The twin syndrome sometimes comes into play, especially in academic and athletic endeavors. They are each individuals with his and her own talents, abilities, and weaknesses. However, often they are judged against the other's performance. It isn't fair, and their dad and I try not to do that ourselves. And we are careful about what we say and do with them. That doesn't mean we don't make mistakes. I'm sure in 10 years they will each be able to say verbatim the damaging things we have told them, though I don't know of anything I've ever said that would hurt either of them.

Good luck. All you can do is your best. From what I see, your best is very good. Love covers a multitude of parental mistakes!

chosha said...

Now the important question is 'who is the evil twin... (^_~)

I think you should explore Howard Gardner's concept of multiple intelligences. I've always been the child who did well in school - that's my type of intelligence. My brother is better with his hands and has an artistic (drawing) ability that I deeply envy. My sister has always been good with people. She excels in jobs where I and my brother would be clueless. These are all kinds of intelligence: verbal-linguistic, visual-spacial and interpersonal. It's just that the verbal-linguistic and logical-mathematical are the ones that get measured the most often, every year of our school life, so we think of those as measures of 'smart'.

Scot said...

Kengo:"I wouldn't call Brian "abnormally" smart"

As an abnormal guy, I think I may have reclaimed the word, at least in my mind :-). There's nothing wrong with being abnormal, or exceptional.

"And my wife was thought to be learning disabled in 2nd grade...she was just bored with the material and the teacher."

And I fear that would have been the problem we'd have face with Brian if we had made them the oldest in their class. Darn borderline birthdays.

Thank you for sharing your personal experience Jer. You struck me as responsible enough :-).

"And be extra, extra careful what you say to them"

We are; I hope I didn't give the impression that we go on about how good Brian is at reading in front of Allan. Trouble is, he notices anyway and he comments on it. And if only I could control others in the family; you just never know what's going to come out of a cousin's mouth.

Java: in a room full of Mormons you win the scripture prize :-). I hope neither of our boys sell their birthright for a pot of soup.

You are practically raising twins there. I know exactly what you mean.
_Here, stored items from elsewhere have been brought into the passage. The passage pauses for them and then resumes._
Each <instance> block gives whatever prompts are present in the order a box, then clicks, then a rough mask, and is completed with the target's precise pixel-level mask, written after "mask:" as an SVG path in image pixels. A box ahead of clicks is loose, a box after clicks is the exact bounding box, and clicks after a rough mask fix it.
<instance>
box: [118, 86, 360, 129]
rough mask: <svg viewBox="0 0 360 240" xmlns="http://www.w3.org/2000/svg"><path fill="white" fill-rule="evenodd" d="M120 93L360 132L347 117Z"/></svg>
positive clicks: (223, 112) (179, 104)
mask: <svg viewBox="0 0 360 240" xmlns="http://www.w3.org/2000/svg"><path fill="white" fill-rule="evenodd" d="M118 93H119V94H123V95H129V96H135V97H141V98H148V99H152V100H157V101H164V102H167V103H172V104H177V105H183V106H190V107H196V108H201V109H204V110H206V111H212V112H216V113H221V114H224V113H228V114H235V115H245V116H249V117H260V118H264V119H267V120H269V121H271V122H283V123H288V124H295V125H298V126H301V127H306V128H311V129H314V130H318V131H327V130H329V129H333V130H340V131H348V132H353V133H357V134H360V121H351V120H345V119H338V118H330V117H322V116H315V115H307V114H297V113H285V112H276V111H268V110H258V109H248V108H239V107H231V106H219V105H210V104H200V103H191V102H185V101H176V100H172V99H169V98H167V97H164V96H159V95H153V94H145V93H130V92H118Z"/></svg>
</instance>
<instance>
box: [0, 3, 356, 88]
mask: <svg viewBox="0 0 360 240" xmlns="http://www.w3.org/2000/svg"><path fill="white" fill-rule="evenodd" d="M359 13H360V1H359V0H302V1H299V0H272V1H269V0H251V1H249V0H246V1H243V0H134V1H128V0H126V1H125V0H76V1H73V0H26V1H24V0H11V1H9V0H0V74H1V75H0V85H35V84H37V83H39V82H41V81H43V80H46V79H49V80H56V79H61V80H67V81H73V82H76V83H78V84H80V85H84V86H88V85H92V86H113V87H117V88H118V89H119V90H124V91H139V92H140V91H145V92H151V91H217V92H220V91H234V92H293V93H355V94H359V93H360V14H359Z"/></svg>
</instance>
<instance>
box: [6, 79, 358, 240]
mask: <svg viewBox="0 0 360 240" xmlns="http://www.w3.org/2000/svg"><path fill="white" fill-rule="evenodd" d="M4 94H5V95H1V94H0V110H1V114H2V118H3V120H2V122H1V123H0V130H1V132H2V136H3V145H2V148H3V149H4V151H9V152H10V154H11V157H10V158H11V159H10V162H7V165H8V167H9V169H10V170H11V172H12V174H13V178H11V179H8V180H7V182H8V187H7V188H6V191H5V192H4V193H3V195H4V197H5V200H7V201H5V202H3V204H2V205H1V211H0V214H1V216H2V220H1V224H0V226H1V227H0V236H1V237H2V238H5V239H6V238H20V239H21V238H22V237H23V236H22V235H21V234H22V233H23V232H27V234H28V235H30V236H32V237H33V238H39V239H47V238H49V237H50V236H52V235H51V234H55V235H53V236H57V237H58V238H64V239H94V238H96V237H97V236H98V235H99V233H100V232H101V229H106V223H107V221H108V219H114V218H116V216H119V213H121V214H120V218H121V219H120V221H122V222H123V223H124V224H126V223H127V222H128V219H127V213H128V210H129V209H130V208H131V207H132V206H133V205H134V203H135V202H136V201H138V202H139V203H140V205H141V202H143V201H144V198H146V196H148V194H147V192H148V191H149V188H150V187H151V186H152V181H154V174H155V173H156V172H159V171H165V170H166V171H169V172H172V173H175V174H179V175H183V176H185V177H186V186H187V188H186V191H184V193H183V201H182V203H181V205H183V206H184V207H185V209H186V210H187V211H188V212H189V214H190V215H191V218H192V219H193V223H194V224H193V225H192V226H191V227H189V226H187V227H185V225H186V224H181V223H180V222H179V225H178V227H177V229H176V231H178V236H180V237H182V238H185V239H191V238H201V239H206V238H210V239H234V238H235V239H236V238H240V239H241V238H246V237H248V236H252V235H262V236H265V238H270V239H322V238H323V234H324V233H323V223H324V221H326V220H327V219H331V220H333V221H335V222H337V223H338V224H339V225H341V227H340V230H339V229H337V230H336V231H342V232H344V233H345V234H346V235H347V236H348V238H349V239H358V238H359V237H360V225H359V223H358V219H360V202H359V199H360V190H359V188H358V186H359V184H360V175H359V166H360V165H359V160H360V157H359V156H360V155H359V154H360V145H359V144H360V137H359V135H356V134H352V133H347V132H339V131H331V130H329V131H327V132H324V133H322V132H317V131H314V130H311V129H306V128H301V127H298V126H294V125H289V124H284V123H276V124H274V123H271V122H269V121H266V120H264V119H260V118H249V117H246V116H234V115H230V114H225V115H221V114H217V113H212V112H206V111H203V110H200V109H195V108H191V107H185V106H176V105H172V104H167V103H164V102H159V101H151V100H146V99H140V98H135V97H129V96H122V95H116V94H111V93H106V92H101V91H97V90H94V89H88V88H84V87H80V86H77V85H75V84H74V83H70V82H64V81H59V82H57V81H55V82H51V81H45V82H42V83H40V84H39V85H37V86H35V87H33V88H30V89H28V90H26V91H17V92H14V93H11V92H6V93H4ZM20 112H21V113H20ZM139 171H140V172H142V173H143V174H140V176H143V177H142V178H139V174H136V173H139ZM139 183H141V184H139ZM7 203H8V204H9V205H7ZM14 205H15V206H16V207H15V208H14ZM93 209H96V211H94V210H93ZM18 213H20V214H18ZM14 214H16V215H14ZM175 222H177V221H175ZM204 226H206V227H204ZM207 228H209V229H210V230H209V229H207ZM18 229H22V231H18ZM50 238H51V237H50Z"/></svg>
"I'm sure in 10 years they will each be able to say verbatim the damaging things we have told them, though I don't know of anything I've ever said that would hurt either of them."

Lol, I think that sums up a great deal about parenting fears.

Thank you Java.

Chosha: "I think you should explore Howard Gardner's concept of multiple intelligences."

That's a good point. Some forms of intelligence get a lot more press in school. And Alan is more creative with his drawings, and somewhat more math oriented... Then though, if you nurture that to make up for the praise Brian gets in other areas, you have to watch out for Brian feeling like he's not creative or mathematically inclined.

Sheesh, parenting can be a tight rope act; at least, paraphrasing Java above there, love can bring the ground up to a safe distance.

B.G. Christensen said...

Don't forget Tomax and Xamot--they both can be evil!